You can see that it shows me very little information for don's session. I can see plenty of information for my own session. I can see information for other sessions owned by the same usename as the one I'm querying pg_stat_activity with, as is normal with postgres. But non-superuser accounts aren't able to view information for sessions owned by other users. I'm guessing in your screenshot you are using the same username.

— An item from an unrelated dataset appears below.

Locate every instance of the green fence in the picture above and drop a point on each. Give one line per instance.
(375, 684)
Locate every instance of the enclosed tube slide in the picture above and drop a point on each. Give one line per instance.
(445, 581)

As to point two, I can't run pg_terminate_backed as postgres for don's session:

postgres@postgres=> select pid, usename from pg_stat_activity;

  pid  |    usename

-------+---------------

 23707 | cloudsqlagent

 23677 | cloudsqladmin

 23644 | don

 23650 | postgres

 23680 | don

(5 rows)

postgres@postgres=> select pg_terminate_backend(23644);

ERROR:  42501: must be a member of the role whose process is being terminated or member of pg_signal_backend

LOCATION:  pg_terminate_backend, misc.c:319

I can, however, run it as don:

don@postgres=> select pg_terminate_backend(23644);

 pg_terminate_backend

----------------------

 t

(1 row)

So it boils down to having to be that user in order to see what any of that user's sessions are doing or killing one of them. However if you have a case of a blocking lock and not knowing which user's sessions it might be, you're going to be going through trial and error logging in as each active user to view their sessions.

Don.

[Kenworth (Google Cloud Platform)]

I agree with your points that you have to be that same user to accomplish the above and having a 'superuser' will give you more flexibility to do it on different users.

My colleague opened this feature request to check and terminate the rogue sessions for all users. I recommend you also create a feature request to view pg_stat_activity for all users as described in this article. Please feel free to star the issues to put proper weight on it and CC on the thread to get updates on the progress of the feature.